Genova, pugno duro del Governo: “Revocare le concessioni di Autostrade per l’Italia. Azzerare tutti i vertici”

“Vertici di Autostrade devono dimettersi”- “I vertici di Autostrade per l’Italia devono dimettersi prima di tutto. E visto che ci sono state gravi inadempienze, annuncio fin da ora che abbiamo attivato tutte le procedure per l’eventuale revoca delle concessioni, e per comminare multe fino a 150 milioni di euro. Se non sono capaci di gestire le nostre Autostrade, lo farà lo Stato” a dirlo è il ministro delle Infrastrutture e dei TrasportiDanilo Toninelli, all’indomani del crollo di parte del ponte Morandi a Genova in cui sono morte 30 persone.

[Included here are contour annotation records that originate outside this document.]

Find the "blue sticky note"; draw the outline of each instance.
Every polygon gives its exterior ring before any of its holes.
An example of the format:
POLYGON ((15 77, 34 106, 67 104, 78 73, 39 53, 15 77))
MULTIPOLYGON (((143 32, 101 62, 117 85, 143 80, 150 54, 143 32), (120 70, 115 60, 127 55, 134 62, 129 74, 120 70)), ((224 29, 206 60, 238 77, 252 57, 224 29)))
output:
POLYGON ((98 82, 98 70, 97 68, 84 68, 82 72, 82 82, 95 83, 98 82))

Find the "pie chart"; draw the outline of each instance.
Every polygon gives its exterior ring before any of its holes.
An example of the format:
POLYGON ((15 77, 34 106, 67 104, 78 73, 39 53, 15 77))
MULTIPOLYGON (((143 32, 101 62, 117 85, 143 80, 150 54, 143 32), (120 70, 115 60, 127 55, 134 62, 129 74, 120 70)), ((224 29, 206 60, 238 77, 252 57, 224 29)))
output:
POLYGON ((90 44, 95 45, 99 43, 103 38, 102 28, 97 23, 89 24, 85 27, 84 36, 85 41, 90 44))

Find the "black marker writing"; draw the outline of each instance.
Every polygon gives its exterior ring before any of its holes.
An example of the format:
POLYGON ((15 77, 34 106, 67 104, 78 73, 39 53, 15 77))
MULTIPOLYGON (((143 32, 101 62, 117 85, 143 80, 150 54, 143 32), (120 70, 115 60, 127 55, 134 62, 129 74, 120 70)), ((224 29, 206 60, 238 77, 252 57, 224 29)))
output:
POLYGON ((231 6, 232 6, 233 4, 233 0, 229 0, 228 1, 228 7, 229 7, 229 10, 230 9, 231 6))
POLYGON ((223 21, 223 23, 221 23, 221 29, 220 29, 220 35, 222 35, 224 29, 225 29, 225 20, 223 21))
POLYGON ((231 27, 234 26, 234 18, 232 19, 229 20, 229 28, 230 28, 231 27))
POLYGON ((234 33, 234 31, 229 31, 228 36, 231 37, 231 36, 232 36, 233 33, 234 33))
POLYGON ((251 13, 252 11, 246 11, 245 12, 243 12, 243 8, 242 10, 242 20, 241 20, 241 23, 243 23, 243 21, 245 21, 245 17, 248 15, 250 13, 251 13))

“Lo voglio ribadire con ancora più forza: chi ha colpe per questa tragedia ingiustificabile dovrà essere punito. Incassano miliardi, versando in tasse pochi milioni e non fanno neanche la manutenzione che sarebbe necessaria a ponti e assi viari” scrive ancora Toninelli che annuncia: “Ci sarà un vero e proprio piano Marshall per la messa in sicurezza delle nostre infrastrutture, molte delle quali sono state costruite negli anni ’60 e ’70. Penso sia nostro dovere – dice ancora il ministro – usare i soldi pubblici per la manutenzione di queste arterie vitali del nostro Paese, invece di sprecarli in mastodontiche opere inutili. Un progetto su cui punto molto è quello per un monitoraggio attraverso semplici sensori che verificano la stabilità di infrastrutture e viadotti. Un sistema tecnologico che ci permetta di dire: mai più stragi come quella di Genova”.

“Autostrade per l’Italia responsabile” – “I responsabilihanno un nome e un cognome: Autostrade per l’Italia. Abbiamo avuto il mito del privato, si è detto che sarebbe stato meglio far gestire ai privati. Ci troviamo con uno dei più grandi concessionari europei che ci dice che quel ponte era in sicurezza e niente faceva pensare a un tale crollo strutturale. Si dimettano i vertici, perché evidentemente la manutenzione non è stata fatta. Ad Autostrade paghiamo i pedaggi più alti d’Europa e loro pagano tasse bassissime perché sono posseduti da una finanziaria Benetton in Lussemburgo” gli fa eco il vicepremier e ministro del Lavoro Luigi Di Maio in un’intervista a Radio Radicale.